Depois, a retirada da pausa da Comissão Nacional de Incorporação de Tecnologias no Sistema Único de Saúde, órgão consultivo do Ministério da Saúde, da análise de um estudo de especialistas contra o uso de cloroquina para o tratamento do coronavírus. A droga é comprovadamente ineficaz para a doença. Segundo o senador Randolfe Rodrigues (Rede-AP), o presidente Jair Bolsonaro teria interferido para que a medida fosse tomada.

 

Nas últimas semanas, Queiroga passou a adotar uma postura de alinhamento quase que automático às sandices do ex-capitão que ocupa o Palácio do Planalto, como no caso da interrupção da vacinação para adolescentes contra um Covid no país, medida já revogada.

 

Além disso, o ministro conhecido enorme falta de decoro em várias ocasiões, como episódio episódio durante a Assembleia-Geral da ONU, em Nova Iorque, no último mês de setembro, quando ele fez gestos obscenos a manifestantes que protestavam contra a comitiva brasileira.

 

Me parece que o ministro tem muito a explicar à CPI. A data da oitiva foi acertada com Queiroga para o próximo dia 18. Ontem, quem esteve na comissão foi o médico Walter Correa de Souza Neto, um dos denunciantes do escândalo da Prevent Senior, e o advogado Tadeu Andrade, paciente atendido pelo plano enquanto estava acometido pela Covid. Uma família do advogado acusa uma operadora de recomendação de tratamento paliativo, oferecido a pacientes em estado de estado.

 

As declarações de ambos foram estarrecedoras. O profissional de saúde afirmou que havia uma política de coerção da empresa para que os médicos receitassem o tal Kit Covid para o tratamento da doença e que seria calculada de morte após a divulgação do dossiê incriminando a operadora.

 

Já Tadeu revelou um trama macabra, ao afirmar que médicos da Prevenção Sênior usaram o prontuário de outra paciente para tentar convencer a família dele a tirá-lo da UTI e enviá-lo aos cuidados paliativos. É algo tão criminoso, tão repugnante, que fica até difícil de comentar. Esperamos é que essa CPI, ainda que não venha a ser encerrada no próximo dia 20, conforme previam os parlamentares, indicie todos os culpados, incluindo o presidente Jair Bolsonaro.

 

Eu gostaria de falar também, rapidamente, sobre o quadro difícil pelo qual passa o presidente do Peru Pedro Castillo, eleito recentemente.

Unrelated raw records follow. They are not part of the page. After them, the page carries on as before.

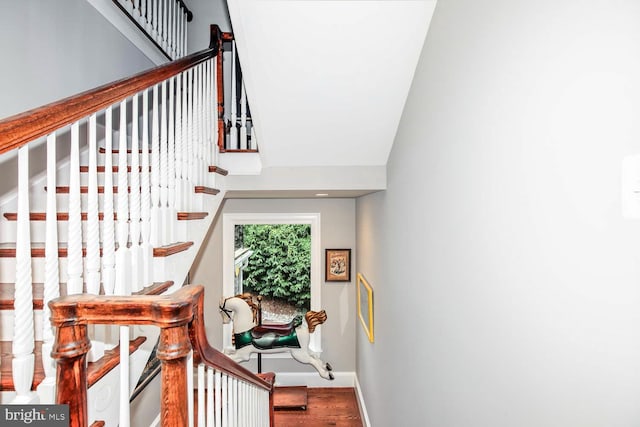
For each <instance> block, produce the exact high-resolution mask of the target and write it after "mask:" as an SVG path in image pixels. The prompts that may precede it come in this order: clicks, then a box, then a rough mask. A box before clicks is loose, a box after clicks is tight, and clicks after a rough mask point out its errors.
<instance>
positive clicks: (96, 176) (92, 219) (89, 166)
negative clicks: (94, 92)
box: [85, 114, 100, 295]
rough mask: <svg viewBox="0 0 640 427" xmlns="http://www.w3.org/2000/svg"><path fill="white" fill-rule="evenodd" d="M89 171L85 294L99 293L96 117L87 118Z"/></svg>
mask: <svg viewBox="0 0 640 427" xmlns="http://www.w3.org/2000/svg"><path fill="white" fill-rule="evenodd" d="M88 136H89V153H88V154H89V170H88V175H89V176H88V188H87V237H86V242H87V243H86V245H87V249H86V251H87V256H86V267H85V268H86V271H85V281H86V286H87V292H88V293H91V294H95V295H97V294H99V293H100V219H99V218H98V211H99V208H98V159H97V156H98V145H97V126H96V115H95V114H92V115H91V116H89V126H88Z"/></svg>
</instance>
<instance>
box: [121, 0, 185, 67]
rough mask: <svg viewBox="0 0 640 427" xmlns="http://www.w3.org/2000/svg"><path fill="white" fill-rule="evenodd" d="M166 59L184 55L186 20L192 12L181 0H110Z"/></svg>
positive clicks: (179, 56)
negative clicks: (149, 41)
mask: <svg viewBox="0 0 640 427" xmlns="http://www.w3.org/2000/svg"><path fill="white" fill-rule="evenodd" d="M112 1H113V3H114V4H115V5H116V6H118V7H119V8H120V9H121V10H122V11H123V12H124V13H125V15H127V17H128V18H129V19H130V20H131V22H133V23H134V24H135V25H136V26H137V27H138V28H139V29H140V30H141V31H142V32H143V33H144V34H145V35H146V36H147V37H148V38H149V40H151V42H152V43H153V44H154V45H155V46H156V47H157V48H158V49H159V50H161V51H162V53H163V54H164V55H165V56H166V57H167V58H168V59H178V58H182V57H183V56H185V55H186V54H187V22H191V20H192V19H193V13H191V11H190V10H189V8H188V7H187V5H186V4H185V3H184V1H183V0H112Z"/></svg>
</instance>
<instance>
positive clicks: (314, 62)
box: [228, 0, 436, 167]
mask: <svg viewBox="0 0 640 427" xmlns="http://www.w3.org/2000/svg"><path fill="white" fill-rule="evenodd" d="M435 3H436V2H435V0H429V1H426V0H416V1H402V0H384V1H382V0H381V1H361V0H319V1H318V0H228V6H229V13H230V16H231V24H232V26H233V32H234V34H235V37H236V43H237V46H238V53H239V58H240V62H241V66H242V69H243V72H244V77H245V84H246V88H247V94H248V98H249V103H250V105H251V111H252V116H253V119H254V123H255V126H256V130H257V139H258V144H259V147H260V151H261V158H262V164H263V167H288V166H302V167H304V166H350V165H358V166H367V165H384V164H386V162H387V158H388V156H389V152H390V150H391V146H392V144H393V139H394V137H395V133H396V129H397V127H398V122H399V120H400V116H401V114H402V109H403V107H404V103H405V100H406V98H407V93H408V91H409V87H410V85H411V81H412V78H413V74H414V70H415V68H416V64H417V61H418V57H419V55H420V51H421V49H422V45H423V43H424V40H425V36H426V33H427V30H428V27H429V23H430V20H431V16H432V14H433V9H434V7H435Z"/></svg>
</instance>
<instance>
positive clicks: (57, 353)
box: [51, 325, 91, 427]
mask: <svg viewBox="0 0 640 427" xmlns="http://www.w3.org/2000/svg"><path fill="white" fill-rule="evenodd" d="M90 348H91V341H90V340H89V337H88V335H87V325H71V326H61V327H58V329H57V331H56V340H55V343H54V346H53V349H52V350H51V356H52V357H53V358H54V359H55V361H56V385H57V389H56V403H57V404H67V405H69V414H74V416H72V417H71V419H70V424H69V427H86V426H87V425H88V419H87V416H88V414H87V353H88V351H89V349H90Z"/></svg>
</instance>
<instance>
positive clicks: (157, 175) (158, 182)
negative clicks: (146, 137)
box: [149, 85, 162, 246]
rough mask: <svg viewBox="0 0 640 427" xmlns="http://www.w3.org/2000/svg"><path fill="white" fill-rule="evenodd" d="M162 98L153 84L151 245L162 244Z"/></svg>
mask: <svg viewBox="0 0 640 427" xmlns="http://www.w3.org/2000/svg"><path fill="white" fill-rule="evenodd" d="M159 108H160V99H159V93H158V85H155V86H153V106H152V116H151V220H150V221H151V233H150V238H149V239H150V240H149V242H150V243H151V246H160V245H161V238H162V229H161V228H160V226H161V222H160V123H159V111H158V110H159Z"/></svg>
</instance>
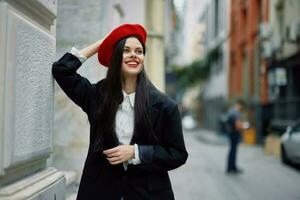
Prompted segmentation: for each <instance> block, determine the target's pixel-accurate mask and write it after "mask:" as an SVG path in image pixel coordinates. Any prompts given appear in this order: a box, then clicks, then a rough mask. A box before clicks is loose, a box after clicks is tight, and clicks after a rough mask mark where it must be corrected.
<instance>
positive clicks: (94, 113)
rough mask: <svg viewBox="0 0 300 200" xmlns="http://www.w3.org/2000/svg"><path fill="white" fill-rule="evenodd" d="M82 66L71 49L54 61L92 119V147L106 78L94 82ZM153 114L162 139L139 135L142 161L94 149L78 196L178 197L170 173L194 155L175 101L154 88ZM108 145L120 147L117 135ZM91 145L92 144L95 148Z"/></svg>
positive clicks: (109, 138) (65, 91) (70, 86)
mask: <svg viewBox="0 0 300 200" xmlns="http://www.w3.org/2000/svg"><path fill="white" fill-rule="evenodd" d="M80 66H81V62H80V61H79V60H78V58H77V57H75V56H73V55H72V54H70V53H66V54H65V55H64V56H63V57H62V58H61V59H59V60H58V61H57V62H55V63H54V64H53V67H52V73H53V76H54V78H55V80H56V81H57V82H58V84H59V85H60V87H61V88H62V89H63V91H64V92H65V93H66V94H67V95H68V97H69V98H70V99H72V101H74V102H75V103H76V104H77V105H79V106H80V107H81V108H82V109H83V111H84V112H85V113H86V114H87V116H88V119H89V122H90V146H91V144H93V142H94V140H95V125H96V120H95V111H96V110H97V108H98V106H99V104H100V103H101V98H102V96H103V94H102V91H103V90H101V88H102V86H103V80H102V81H99V82H98V83H96V84H91V83H90V82H89V81H88V80H87V79H86V78H84V77H82V76H80V75H79V74H78V73H76V70H77V69H78V68H79V67H80ZM149 104H150V105H149V109H150V110H149V111H150V112H149V113H150V120H151V122H152V126H153V130H154V133H155V135H156V138H157V139H156V141H155V142H151V143H147V142H145V141H141V140H140V139H139V138H137V137H136V136H135V135H134V136H133V138H132V141H131V144H134V143H136V144H138V147H139V155H140V159H141V164H139V165H129V166H128V169H127V171H125V170H124V168H123V165H122V164H119V165H111V164H109V162H108V161H107V159H106V158H105V155H104V154H103V153H95V152H94V151H92V150H89V151H88V155H87V158H86V161H85V165H84V169H83V174H82V177H81V182H80V186H79V191H78V196H77V199H78V200H81V199H83V200H86V199H89V200H93V199H95V200H96V199H97V200H98V199H103V200H120V199H121V197H123V198H124V200H143V199H149V200H150V199H155V200H160V199H162V200H169V199H174V194H173V191H172V187H171V183H170V179H169V175H168V171H169V170H172V169H175V168H177V167H179V166H181V165H183V164H184V163H185V162H186V160H187V157H188V153H187V151H186V148H185V144H184V139H183V134H182V127H181V119H180V115H179V112H178V107H177V105H176V103H175V102H174V101H172V100H171V99H170V98H168V97H167V96H165V95H164V94H162V93H161V92H159V91H158V90H157V89H156V88H155V87H154V86H153V85H152V86H149ZM104 140H105V141H107V142H106V148H111V147H114V146H117V145H118V141H116V140H115V139H114V138H113V137H112V136H111V137H110V136H106V138H105V139H104ZM89 149H91V148H89Z"/></svg>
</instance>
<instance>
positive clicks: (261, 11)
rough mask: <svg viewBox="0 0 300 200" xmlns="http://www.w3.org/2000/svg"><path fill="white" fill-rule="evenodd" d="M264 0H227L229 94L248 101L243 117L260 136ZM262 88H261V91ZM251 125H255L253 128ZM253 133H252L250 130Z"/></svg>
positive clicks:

Para isso, eu passo à leitura de um texto escrito pelo professor da Universidade Federal do ABC Gilberto Maringoni e divulgado nas suas redes sociais, sob o título “Peru preocupa”. Disse ele:

 

É muito complicada a situação de Pedro Castillo, presidente do Peru, dois meses e meio após sua posse. Ontem (6), fez novo recuo, após intensa pressão das classes dominantes (elites limenhas, mídia e Forças Armadas), ao demitir seis ministros. A troca mais significa é a presidente do Conselho de Ministros, uma espécie de chefe da Casa Civil, líder de seu partido Peru Livre. Todas as mudanças visam empossar auxiliares menos comprometidos com mudanças reais.

 

Eleito em segundo turno contra a extrema direita fujimorista em disputa apertada, Castillho conta com apenas um terço do Congresso em seu favor. O problema maior é que o Legislativo tem prerrogativas que o aproximam de um Parlamento, com poderes de destituir membros do Executivo e até mesmo o presidente, com muito mais facilidade do que em sistemas presidencialistas plenos.

 

O país – como o continente – foi duramente castigado pela pandemia – 200 mil mortes em uma população de 33 milhões, pior resultado da região – e enfrenta forte queda da atividade econômica. O PIB recuou 11,1% em 2020 e o PIB per capita caiu 13,5%. O FMI projeta uma recuperação de 8,5% para este ano, insuficiente para trazer algum tipo de alívio para as maiorias empobrecidas, que forneça com serviços públicos muito precários. Apesar de anúncios de distribuição de terras, uma popularidade presidencial é cadente. Entre aqui o contraste com uma alta expectativa no momento da posse e a campanha impiedosa de ataque por parte da imprensa.

 

Colocada contra a parede, a nova administração dá passos atrás. É algo fatal: o poder privado tenderá a ocupar mais espaços, num momento em que não há sinal de reação popular ”.